Mielke ainda mostra que os programas de inclusão digital estão todos parados e que unidades escolares, serviços de atendimento ao cidadão, postos de saúde e telecentros em todo o país vem sofrendo com o corte de verbas do ministério de Ciência e Tecnologia. A jornalista esclarece que a lógica embutida nessas medidas é a de privilegiar a iniciativa privada. Ou seja, o governo se retira da área da comunicação para entregar todo o processo para o empresariado nacional e multinacional.

O setor da comunicação pode parecer pouco importante para muita gente, mas não é. Manter ativo e com qualidade um sistema de comunicação pública é garantir à população uma informação diferenciada da que é oferecida pelo sistema privado e comercial. A informação dos meios privados está visceralmente vinculada aos interesses da classe dominante. Não há qualquer preocupação com a inclusão de outras vozes. Na TV, rádio, e internet comercial só sai àquilo que os empresários consideram importante para seus lucros. Não há criticidade, não há compromisso com a pluralidade de ideias.

A proposta do governo encabeçado por Temer é de acabar com qualquer controle público da comunicação no sistema de governo, evitar que outras vozes se expressem e apostar tudo na iniciativa privada. Tanto que se para saúde, educação, segurança e moradia as verbas estão congeladas, para a propaganda governamental, não. Os gastos só crescem. Tanto que só a campanha para mentir ao povo que a Reforma da Previdência é boa consumiu mais da metade do que foi orçado para 2017. Lembrem que propaganda é coisa bem diferente de informação. A propaganda no geral é um douramento de pílula, uma máscara de beleza que se põe nas mercadorias ou nas ideias, que não corresponde à verdade. É usada para mentir e enganar. Já a informação é um direito das pessoas. É a narrativa da realidade, dos fatos, das ideias plurais que convivem no mundo.

Pois a prioridade do governo é a propaganda,  e nos meios privados, que é para enriquecer mais ainda a meia dúzia de famílias que dominam o mercado. O governo as mantém em rédea curta, numa simbiose. Como ganham dinheiro à rodo do governo, procuram manter a população desinformada e enganada, espalhando suas ideias particularistas como se fossem verdades universais.

A EBC como empresa pública tinha outra linha. Dirigida por um Conselho público, com a expressão de variadas vozes, podia garantir uma informação mais democrática, abrindo debates, dizendo verdades, discutindo criticamente os problemas nacionais.
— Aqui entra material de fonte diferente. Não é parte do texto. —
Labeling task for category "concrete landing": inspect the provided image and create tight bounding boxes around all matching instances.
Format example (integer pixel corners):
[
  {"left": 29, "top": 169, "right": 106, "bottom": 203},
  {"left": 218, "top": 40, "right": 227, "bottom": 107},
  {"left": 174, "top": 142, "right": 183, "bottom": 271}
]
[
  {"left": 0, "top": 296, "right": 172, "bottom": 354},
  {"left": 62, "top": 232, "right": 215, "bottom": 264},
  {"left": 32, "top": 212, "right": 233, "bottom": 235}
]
Foi uma longa e dura luta por anos e anos, enfrentando inclusive a miopia dos governos petistas, que nunca deram o devido valor à comunicação. A EBC pública ainda era um campo de batalha, mas estava caminhando a partir da ação de valorosos lutadores sociais, comunicadores e militantes populares.

Agora, o que se vê é uma comunicação chapa-branca, oficialista, sem criticidade. E, apesar da qualidade dos profissionais que ainda resistem, a tendência é de aprofundar ainda mais essa forma de lidar com a comunicação, destruindo a empresa, mantendo apenas uma espécie de “assessoria de imprensa” governamental. O casamento é com as empresas privadas. E nesse cenário nem mesmo a querida “Voz do Brasil” se salva. Uma tristeza.

É mais um braço da destruição causada pelo golpe. E, apesar do estratégico que é a comunicação, pouco se tem conseguido mobilizar a sociedade para essa batalha. Como cada setor precisa lutar sua luta particular, essas questões ficam obscurecidas. Um erro, porque quem vence a batalha da comunicação já tem meia guerra definida.